First, do you accept every saint in Christ Jesus simply because they’re a saint in Christ Jesus, and recognize them as such? Or do you accept only some because of your own preferences, and reject others because they don’t fit them?

Second, do you share your closest Christian friends with your brothers and sisters in Christ who aren’t as close?

Finally, do you want the grace of the Lord Jesus Christ to be the spirit of all true churches, like Paul did? Do you regularly seek Christ’s grace for yourself by trusting in His Word?
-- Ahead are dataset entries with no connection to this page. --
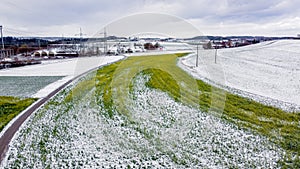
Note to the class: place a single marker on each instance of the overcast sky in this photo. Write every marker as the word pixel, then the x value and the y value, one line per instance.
pixel 210 17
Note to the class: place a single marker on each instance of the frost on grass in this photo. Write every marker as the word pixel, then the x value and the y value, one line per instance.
pixel 159 132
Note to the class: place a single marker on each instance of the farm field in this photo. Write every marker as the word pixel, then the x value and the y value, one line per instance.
pixel 145 111
pixel 269 70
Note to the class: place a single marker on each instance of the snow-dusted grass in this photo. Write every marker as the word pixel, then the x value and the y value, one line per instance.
pixel 145 111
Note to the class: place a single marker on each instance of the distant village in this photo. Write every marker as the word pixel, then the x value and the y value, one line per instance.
pixel 31 50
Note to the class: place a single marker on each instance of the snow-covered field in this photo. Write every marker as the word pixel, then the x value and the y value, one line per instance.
pixel 269 70
pixel 35 80
pixel 165 134
pixel 160 132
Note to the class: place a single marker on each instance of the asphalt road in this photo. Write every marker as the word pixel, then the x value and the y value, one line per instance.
pixel 10 132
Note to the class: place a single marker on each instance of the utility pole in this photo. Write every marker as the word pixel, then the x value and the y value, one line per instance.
pixel 104 40
pixel 197 58
pixel 2 37
pixel 216 52
pixel 80 36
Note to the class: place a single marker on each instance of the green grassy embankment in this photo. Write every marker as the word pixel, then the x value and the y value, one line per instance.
pixel 113 83
pixel 10 107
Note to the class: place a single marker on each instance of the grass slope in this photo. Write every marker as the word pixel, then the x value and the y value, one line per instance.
pixel 10 107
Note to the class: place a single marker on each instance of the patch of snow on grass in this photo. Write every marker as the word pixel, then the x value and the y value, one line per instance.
pixel 159 133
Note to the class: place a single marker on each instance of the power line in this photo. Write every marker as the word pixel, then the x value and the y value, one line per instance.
pixel 2 37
If you don’t love saints in Christ Jesus, or don’t delight in Christ’s grace, then you aren’t a saint, but a sinner, and an enemy of God. The good news is that God sent His Son to earth to become the man, Jesus of Nazareth, to live the perfect life, and to suffer and die on a Roman cross to take God’s punishment for our rebellion against Him. Then, He raised Him from the dead, and made Him the King of the universe. He commands everyone to change their minds and trust in Christ as their Savior from sin and God’s wrath, and their King, to receive His forgiveness, peace, and mercy. The reason He commands this is because He’s going to judge everyone perfectly through Jesus, and punish all His enemies for eternity in a place of torment for their rebellion against Him. Please make sure you’ve changed your mind about God, yourself, your sins, and Christ, and are trusting only in Christ as your Savior and King for God’s acceptance and peace.